It is my understanding that the priest’s intention to consecrate is necessary for transubstantiation to take place. I know that there are Catholic priests out there that do not believe in the Real Presence. If the celebrating priest does not believe he CAN confect the Eucharist, is it possible that he therefore doesn’t INTEND to consecrate, even if he says the correct formula? How can he intend what, to him, is impossible?
If a priest intends to consecrate the loaf of bread back in the rectory during the mass, does it happen? I’m wondering if a priest who lost his faith or had malice in his heart towards God for some reason, could he consecrate a whole pita bread factory (assuming that is valid matter) out of malice for the Eucharist?
“I know that there are Catholic priests out there that do not believe in the Real Presence…”
Responding to this sort of speculation is difficult. This line of inquiry is usually unhelpful. Speculative curiosity about hypothetic situations can lead to meditation and contemplative prayer, but it can also lead to a idleness and gossip that is antithetical to the Christian life.
Yes, there may be priests who do not believe in the Real Presence. Yes, of the 400,000 + ordained men currently alive, there are probably some who are horrific sinners of dissipate faith, dissolute life, and dispassionate evil. We should pray for them.
Imagine the horrors of hell. Then multiply that a hundred fold for a priest who goes to hell.
Imagine, particularly, the pain experienced by a priest who loses faith in the Blessed Sacrament and then dies.
After death, he no longer has need of faith. He has knowledge. He knows, in a manner more full and more acute than the holiest of mystics alive today knows, the reality and profundity of the Eucharist which he once held in his hands. Now he is for all eternity shut off from the blissful sight of that marvelous gift.
How he must scream in agony.
We should pray for all priests, but especially for priests who have doubts or who have lost their faith and lost their way.

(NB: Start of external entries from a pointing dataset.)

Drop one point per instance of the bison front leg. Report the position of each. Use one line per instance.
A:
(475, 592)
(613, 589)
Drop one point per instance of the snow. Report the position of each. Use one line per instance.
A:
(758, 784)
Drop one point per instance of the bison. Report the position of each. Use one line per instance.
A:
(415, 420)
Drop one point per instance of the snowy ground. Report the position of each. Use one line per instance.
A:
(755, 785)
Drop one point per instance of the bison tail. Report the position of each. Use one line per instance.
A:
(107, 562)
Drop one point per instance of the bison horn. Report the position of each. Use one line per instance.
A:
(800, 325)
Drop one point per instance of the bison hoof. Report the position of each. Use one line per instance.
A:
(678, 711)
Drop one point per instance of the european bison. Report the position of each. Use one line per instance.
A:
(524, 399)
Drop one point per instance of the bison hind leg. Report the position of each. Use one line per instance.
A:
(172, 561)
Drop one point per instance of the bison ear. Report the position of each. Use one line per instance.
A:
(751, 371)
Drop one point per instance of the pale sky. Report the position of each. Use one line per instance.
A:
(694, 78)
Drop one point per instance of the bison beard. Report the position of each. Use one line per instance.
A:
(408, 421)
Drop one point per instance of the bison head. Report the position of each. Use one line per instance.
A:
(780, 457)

There are multiple stories of perfidious priests and the Eucharist. There is the sad tale of Father Charles Chiniquy, who clashed with the bishop of Chicago in the 1850’s and ended up being suspended and excommunicated for his intransigence. (It’s not good to die excommunicated.) He became a fanatical Protestant who wrote books against the Catholic Church and created horrible lies about the Church’s supposed involvement in the assassination of Lincoln. He, according to some rumors, upon receiving notice of his excommunication, walked out in the street in Chicago and saw a passing bread truck and pronounced the words of consecration over it. The story, as it is told, is full of holes. Other versions of this faux legend surface every few years but there is no proof that it happened.
Were it to happen, woe betide the priest who did it. Suffice it to say that were something like this to happen, the priest would be in a world of eternal hurt in the afterlife.
Happier are the stories of priests who doubted the reality of the Eucharist but became convinced because of an interior or exterior Eucharistic miracle. Consider the miracle of Lanciano, where are kept to this day a monstrance holding the remnants of a Host which was shown to be real flesh and a chalice containing globules of coagulated blood, some thirteen centuries after the miracle took place.
The Holy Spirit is with the Church until the end of time, guiding Her and guarding Her from error. Despite the sinfulness of priests and their perfidious actions (along with the perfidy of laity as well!), Holy Church will continue to provide the real sacraments to the world. That is all we really need to know.